En levant les yeux depuis la cour sur la façade on pouvait bien voir le Saint Benoît. Tudal a raconté il y a longtemps que le sculpteur de ce bronze était un pauvre étranger ayant trouvé à faire le ménage dans un atelier d’artiste des À-coups. Un soir après sa besogne il s’était mis à assembler de minuscules morceaux de glaise. Sur le champ il avait étonné le maître des À-coups par l’habileté de ses mains à modeler — l’imitant exactement — tout être animé de vie à la surface de la terre. Curieusement Tudal avait fait observer qu’on sculptait rarement les arbres et les champs ainsi que les bouquets de fleurs dans les prés contrairement aux artistes peintres qui se plaisent à fixer sur leurs tableaux toutes sortes de détails venus du paysage.

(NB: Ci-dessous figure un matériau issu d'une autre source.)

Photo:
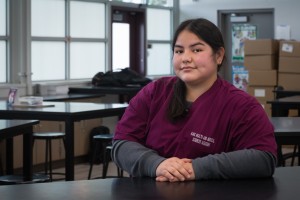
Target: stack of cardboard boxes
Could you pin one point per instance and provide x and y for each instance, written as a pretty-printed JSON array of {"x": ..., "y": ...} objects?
[
  {"x": 289, "y": 65},
  {"x": 261, "y": 61}
]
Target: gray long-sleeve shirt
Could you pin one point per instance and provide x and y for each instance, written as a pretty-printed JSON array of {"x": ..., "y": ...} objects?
[{"x": 140, "y": 161}]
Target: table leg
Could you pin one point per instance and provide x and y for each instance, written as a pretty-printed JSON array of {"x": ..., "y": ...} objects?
[
  {"x": 27, "y": 154},
  {"x": 9, "y": 156},
  {"x": 69, "y": 162}
]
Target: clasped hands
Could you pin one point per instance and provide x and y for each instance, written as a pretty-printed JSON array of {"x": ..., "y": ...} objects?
[{"x": 175, "y": 169}]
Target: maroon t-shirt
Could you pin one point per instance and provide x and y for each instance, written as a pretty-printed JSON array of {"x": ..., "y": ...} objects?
[{"x": 223, "y": 119}]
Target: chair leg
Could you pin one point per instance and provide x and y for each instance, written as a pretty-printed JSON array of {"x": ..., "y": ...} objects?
[
  {"x": 46, "y": 157},
  {"x": 93, "y": 159},
  {"x": 105, "y": 162},
  {"x": 294, "y": 154}
]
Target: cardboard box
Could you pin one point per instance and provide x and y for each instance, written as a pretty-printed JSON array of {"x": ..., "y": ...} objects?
[
  {"x": 289, "y": 64},
  {"x": 261, "y": 47},
  {"x": 289, "y": 48},
  {"x": 267, "y": 107},
  {"x": 261, "y": 93},
  {"x": 261, "y": 62},
  {"x": 263, "y": 77},
  {"x": 289, "y": 81}
]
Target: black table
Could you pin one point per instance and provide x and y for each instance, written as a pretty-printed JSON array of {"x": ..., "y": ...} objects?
[
  {"x": 69, "y": 97},
  {"x": 283, "y": 104},
  {"x": 286, "y": 93},
  {"x": 69, "y": 112},
  {"x": 10, "y": 129},
  {"x": 125, "y": 93},
  {"x": 284, "y": 185},
  {"x": 287, "y": 132}
]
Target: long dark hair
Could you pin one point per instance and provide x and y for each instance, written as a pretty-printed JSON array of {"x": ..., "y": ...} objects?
[{"x": 209, "y": 33}]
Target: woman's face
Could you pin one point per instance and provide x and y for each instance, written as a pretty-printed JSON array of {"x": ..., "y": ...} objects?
[{"x": 194, "y": 60}]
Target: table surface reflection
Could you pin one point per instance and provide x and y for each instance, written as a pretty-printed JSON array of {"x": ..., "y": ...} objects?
[{"x": 283, "y": 185}]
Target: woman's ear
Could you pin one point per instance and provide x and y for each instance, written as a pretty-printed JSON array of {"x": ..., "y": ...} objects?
[{"x": 220, "y": 55}]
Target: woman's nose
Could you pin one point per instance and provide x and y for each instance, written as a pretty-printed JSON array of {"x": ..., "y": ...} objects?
[{"x": 186, "y": 58}]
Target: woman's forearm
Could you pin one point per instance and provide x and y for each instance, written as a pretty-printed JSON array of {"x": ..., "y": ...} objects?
[
  {"x": 248, "y": 163},
  {"x": 135, "y": 158}
]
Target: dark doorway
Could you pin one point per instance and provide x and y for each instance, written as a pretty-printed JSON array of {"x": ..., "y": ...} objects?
[
  {"x": 262, "y": 19},
  {"x": 128, "y": 38}
]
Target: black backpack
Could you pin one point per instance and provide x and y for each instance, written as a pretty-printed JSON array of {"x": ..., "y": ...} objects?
[
  {"x": 123, "y": 78},
  {"x": 99, "y": 154}
]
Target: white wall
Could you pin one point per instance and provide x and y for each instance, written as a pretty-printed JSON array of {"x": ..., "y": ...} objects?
[{"x": 286, "y": 12}]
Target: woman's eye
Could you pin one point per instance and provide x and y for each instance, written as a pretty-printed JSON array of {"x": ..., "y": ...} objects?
[
  {"x": 178, "y": 51},
  {"x": 196, "y": 50}
]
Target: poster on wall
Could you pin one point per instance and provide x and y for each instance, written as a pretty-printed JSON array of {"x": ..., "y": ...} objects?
[
  {"x": 241, "y": 32},
  {"x": 240, "y": 77}
]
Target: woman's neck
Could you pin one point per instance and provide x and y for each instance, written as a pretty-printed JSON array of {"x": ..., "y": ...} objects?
[{"x": 195, "y": 91}]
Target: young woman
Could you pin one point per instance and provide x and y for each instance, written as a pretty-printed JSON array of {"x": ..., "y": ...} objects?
[{"x": 195, "y": 125}]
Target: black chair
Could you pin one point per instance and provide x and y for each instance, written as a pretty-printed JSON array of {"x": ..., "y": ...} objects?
[
  {"x": 102, "y": 141},
  {"x": 106, "y": 163},
  {"x": 285, "y": 113},
  {"x": 48, "y": 137}
]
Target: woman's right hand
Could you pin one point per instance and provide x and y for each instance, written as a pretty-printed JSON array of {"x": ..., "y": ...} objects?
[{"x": 175, "y": 169}]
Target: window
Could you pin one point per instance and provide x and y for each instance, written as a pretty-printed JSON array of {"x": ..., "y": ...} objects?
[
  {"x": 3, "y": 42},
  {"x": 159, "y": 42},
  {"x": 67, "y": 45},
  {"x": 121, "y": 46}
]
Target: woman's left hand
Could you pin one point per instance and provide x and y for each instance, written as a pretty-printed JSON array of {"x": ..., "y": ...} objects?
[{"x": 175, "y": 169}]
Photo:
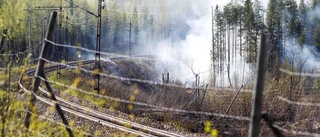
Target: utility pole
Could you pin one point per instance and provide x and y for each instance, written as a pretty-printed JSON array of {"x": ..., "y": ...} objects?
[
  {"x": 66, "y": 39},
  {"x": 213, "y": 54},
  {"x": 30, "y": 21},
  {"x": 257, "y": 96},
  {"x": 59, "y": 38},
  {"x": 130, "y": 38},
  {"x": 97, "y": 67}
]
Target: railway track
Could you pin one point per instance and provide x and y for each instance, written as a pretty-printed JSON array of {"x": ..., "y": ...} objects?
[{"x": 96, "y": 116}]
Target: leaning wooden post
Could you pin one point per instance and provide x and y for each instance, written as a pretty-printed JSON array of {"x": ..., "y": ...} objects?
[
  {"x": 257, "y": 97},
  {"x": 40, "y": 66},
  {"x": 57, "y": 106}
]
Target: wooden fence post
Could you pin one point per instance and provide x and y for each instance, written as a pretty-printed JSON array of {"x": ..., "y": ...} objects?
[
  {"x": 257, "y": 97},
  {"x": 39, "y": 72}
]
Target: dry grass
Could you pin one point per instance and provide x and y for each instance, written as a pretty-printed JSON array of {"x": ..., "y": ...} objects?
[{"x": 303, "y": 90}]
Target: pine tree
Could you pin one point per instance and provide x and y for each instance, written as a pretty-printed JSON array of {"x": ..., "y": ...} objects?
[
  {"x": 273, "y": 22},
  {"x": 249, "y": 27}
]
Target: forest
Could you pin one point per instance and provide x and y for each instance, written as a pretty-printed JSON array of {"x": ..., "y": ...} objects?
[{"x": 138, "y": 26}]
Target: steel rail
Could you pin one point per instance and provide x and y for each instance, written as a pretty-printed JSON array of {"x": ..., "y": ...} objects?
[{"x": 95, "y": 115}]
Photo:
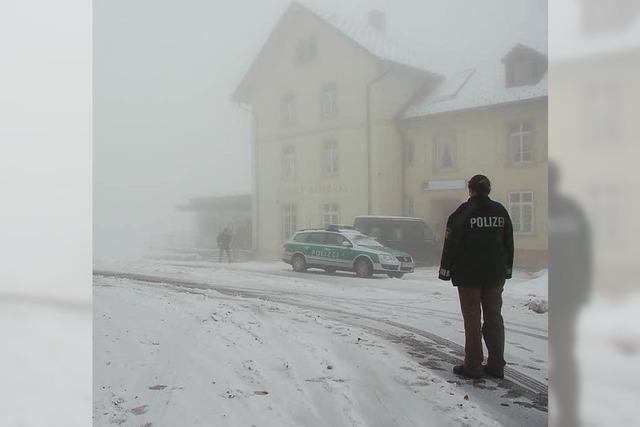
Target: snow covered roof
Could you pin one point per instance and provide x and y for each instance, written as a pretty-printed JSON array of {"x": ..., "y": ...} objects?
[
  {"x": 376, "y": 42},
  {"x": 481, "y": 86}
]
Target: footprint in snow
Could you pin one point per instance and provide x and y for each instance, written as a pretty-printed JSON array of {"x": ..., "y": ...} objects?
[
  {"x": 157, "y": 387},
  {"x": 139, "y": 410}
]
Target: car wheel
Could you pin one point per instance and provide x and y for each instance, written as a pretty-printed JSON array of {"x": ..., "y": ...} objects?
[
  {"x": 298, "y": 263},
  {"x": 363, "y": 268}
]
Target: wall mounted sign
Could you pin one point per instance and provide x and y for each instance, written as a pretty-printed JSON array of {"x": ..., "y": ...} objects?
[{"x": 444, "y": 184}]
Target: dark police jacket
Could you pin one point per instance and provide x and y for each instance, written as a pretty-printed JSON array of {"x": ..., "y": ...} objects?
[{"x": 478, "y": 245}]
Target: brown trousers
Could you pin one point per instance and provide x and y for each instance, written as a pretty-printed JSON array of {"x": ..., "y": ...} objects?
[{"x": 487, "y": 300}]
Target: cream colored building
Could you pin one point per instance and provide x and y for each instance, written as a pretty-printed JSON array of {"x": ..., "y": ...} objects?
[{"x": 347, "y": 122}]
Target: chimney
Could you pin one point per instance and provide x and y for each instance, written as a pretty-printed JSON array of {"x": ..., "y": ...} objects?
[{"x": 377, "y": 20}]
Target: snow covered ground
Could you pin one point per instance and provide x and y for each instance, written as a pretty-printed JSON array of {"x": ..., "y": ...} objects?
[{"x": 257, "y": 344}]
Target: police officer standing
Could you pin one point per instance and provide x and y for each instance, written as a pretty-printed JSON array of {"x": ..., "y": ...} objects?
[
  {"x": 224, "y": 243},
  {"x": 477, "y": 257}
]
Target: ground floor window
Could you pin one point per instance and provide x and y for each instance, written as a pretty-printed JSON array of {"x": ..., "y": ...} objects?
[
  {"x": 521, "y": 210},
  {"x": 409, "y": 206},
  {"x": 289, "y": 219},
  {"x": 330, "y": 214}
]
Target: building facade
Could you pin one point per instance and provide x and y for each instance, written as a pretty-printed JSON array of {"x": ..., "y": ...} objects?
[{"x": 347, "y": 123}]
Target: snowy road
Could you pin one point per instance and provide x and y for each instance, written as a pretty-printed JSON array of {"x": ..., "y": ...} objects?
[{"x": 390, "y": 344}]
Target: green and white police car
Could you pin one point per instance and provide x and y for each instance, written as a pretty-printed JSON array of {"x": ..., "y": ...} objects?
[{"x": 344, "y": 249}]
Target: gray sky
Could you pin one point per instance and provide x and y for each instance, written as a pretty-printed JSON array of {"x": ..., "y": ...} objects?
[{"x": 164, "y": 126}]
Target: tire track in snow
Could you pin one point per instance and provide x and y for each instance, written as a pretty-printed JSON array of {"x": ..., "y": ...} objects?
[{"x": 516, "y": 384}]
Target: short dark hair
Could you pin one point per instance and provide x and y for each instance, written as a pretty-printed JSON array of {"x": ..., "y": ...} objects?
[{"x": 480, "y": 184}]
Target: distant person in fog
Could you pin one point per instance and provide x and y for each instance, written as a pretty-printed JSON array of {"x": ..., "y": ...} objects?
[
  {"x": 224, "y": 243},
  {"x": 569, "y": 289},
  {"x": 478, "y": 257}
]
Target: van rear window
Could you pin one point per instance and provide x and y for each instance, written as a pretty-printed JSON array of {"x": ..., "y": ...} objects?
[{"x": 301, "y": 237}]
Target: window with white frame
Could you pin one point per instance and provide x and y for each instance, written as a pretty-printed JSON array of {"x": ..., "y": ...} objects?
[
  {"x": 330, "y": 157},
  {"x": 446, "y": 150},
  {"x": 329, "y": 100},
  {"x": 288, "y": 110},
  {"x": 521, "y": 211},
  {"x": 409, "y": 206},
  {"x": 288, "y": 163},
  {"x": 289, "y": 220},
  {"x": 521, "y": 142},
  {"x": 409, "y": 152},
  {"x": 306, "y": 50},
  {"x": 330, "y": 214}
]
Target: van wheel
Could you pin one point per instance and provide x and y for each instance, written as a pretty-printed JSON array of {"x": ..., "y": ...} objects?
[
  {"x": 363, "y": 268},
  {"x": 298, "y": 263}
]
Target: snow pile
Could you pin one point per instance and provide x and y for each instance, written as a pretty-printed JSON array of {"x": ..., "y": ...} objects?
[{"x": 537, "y": 305}]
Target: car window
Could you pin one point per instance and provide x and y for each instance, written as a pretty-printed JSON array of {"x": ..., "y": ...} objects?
[
  {"x": 301, "y": 237},
  {"x": 394, "y": 233},
  {"x": 361, "y": 239},
  {"x": 334, "y": 239},
  {"x": 317, "y": 238},
  {"x": 374, "y": 232},
  {"x": 418, "y": 231}
]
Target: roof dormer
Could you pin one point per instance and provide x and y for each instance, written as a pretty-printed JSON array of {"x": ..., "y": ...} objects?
[{"x": 524, "y": 66}]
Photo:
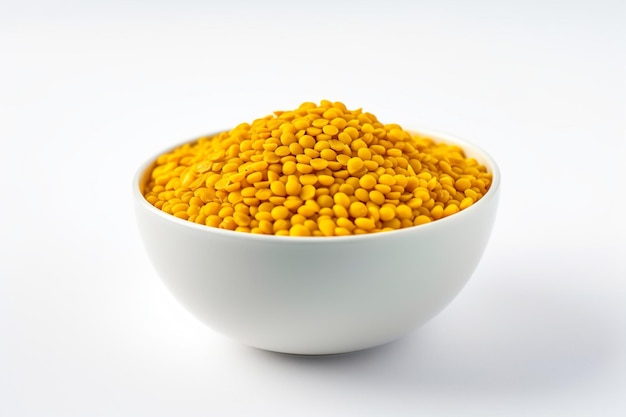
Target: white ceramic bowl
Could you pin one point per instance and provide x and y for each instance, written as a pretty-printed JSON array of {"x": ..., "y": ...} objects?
[{"x": 318, "y": 295}]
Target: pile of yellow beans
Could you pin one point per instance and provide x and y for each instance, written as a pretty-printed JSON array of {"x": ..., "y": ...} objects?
[{"x": 318, "y": 170}]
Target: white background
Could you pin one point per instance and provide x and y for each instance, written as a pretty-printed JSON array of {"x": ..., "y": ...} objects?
[{"x": 88, "y": 92}]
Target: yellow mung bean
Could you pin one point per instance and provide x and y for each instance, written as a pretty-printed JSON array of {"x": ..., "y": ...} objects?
[{"x": 317, "y": 170}]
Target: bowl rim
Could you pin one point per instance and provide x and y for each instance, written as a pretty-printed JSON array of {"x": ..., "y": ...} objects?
[{"x": 471, "y": 150}]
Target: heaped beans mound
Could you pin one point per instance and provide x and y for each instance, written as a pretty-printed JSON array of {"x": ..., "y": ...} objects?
[{"x": 318, "y": 170}]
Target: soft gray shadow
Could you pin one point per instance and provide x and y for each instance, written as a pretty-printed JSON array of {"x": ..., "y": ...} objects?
[{"x": 518, "y": 341}]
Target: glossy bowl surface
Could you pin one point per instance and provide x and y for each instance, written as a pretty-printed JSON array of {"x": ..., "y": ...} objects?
[{"x": 318, "y": 295}]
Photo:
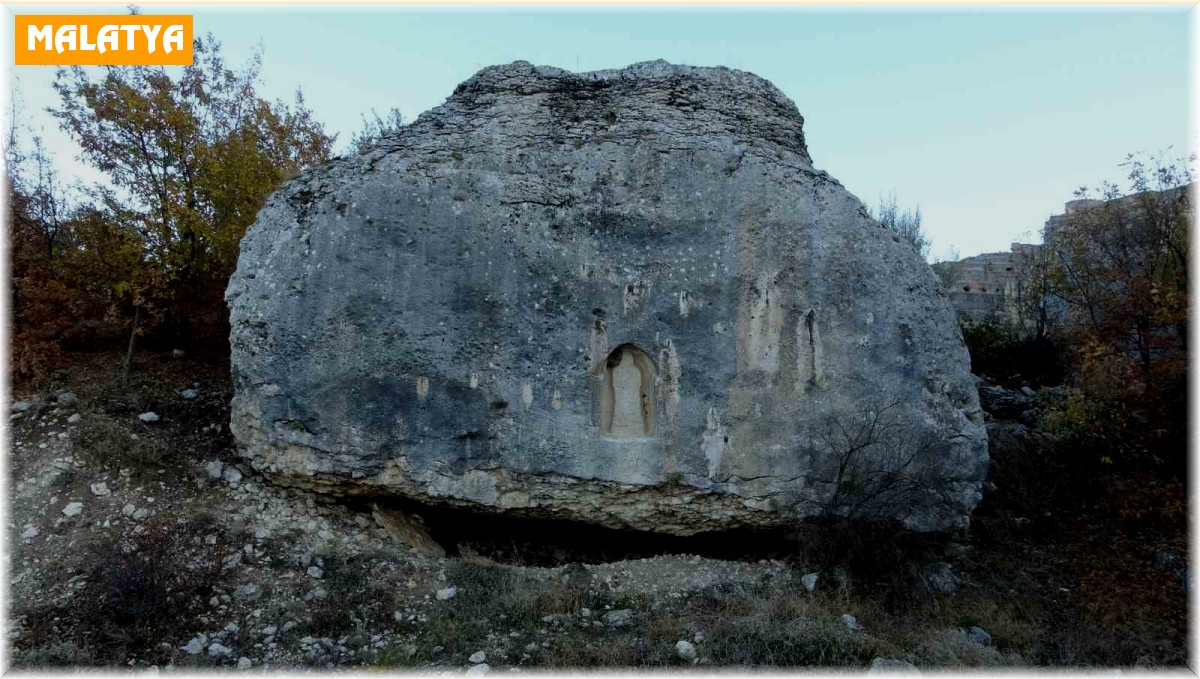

On entrait silencieusement. Joseph s’apprêtait à franchir la porte de l’église en premier et passant pile sous la statue faisait encore tinter quelques pièces de monnaie dans sa poche. Cet argent que le chef de famille destinait à la corbeille de quête. Tout à l’heure il s’était assuré auprès de Jo que celui-ci aurait quelque chose à donner et Laudine avait en effet glissé pour l’enfant cinq francs dans la poche de son veston. Joseph Magloar se tenait raide les épaules rentrées et casquette à la main. En costume gris et cravate assortie avec rayures en diagonale. Les cheveux blancs maintenant plus un poil de noir sur les tempes depuis déjà un bail. Une coiffure plaquée en arrière un peu frisée comme on voit sur une photo de lui quand il était militaire au régiment pendant la guerre. Ayant tout le temps craint d’arriver en retard à l’aller maintenant il était intimidé : avant d’entrer machinal Joseph faisait sur le granit le geste de s’essuyer les pieds. Son sentiment religieux était sincère et touchant comme la foi d’un enfant.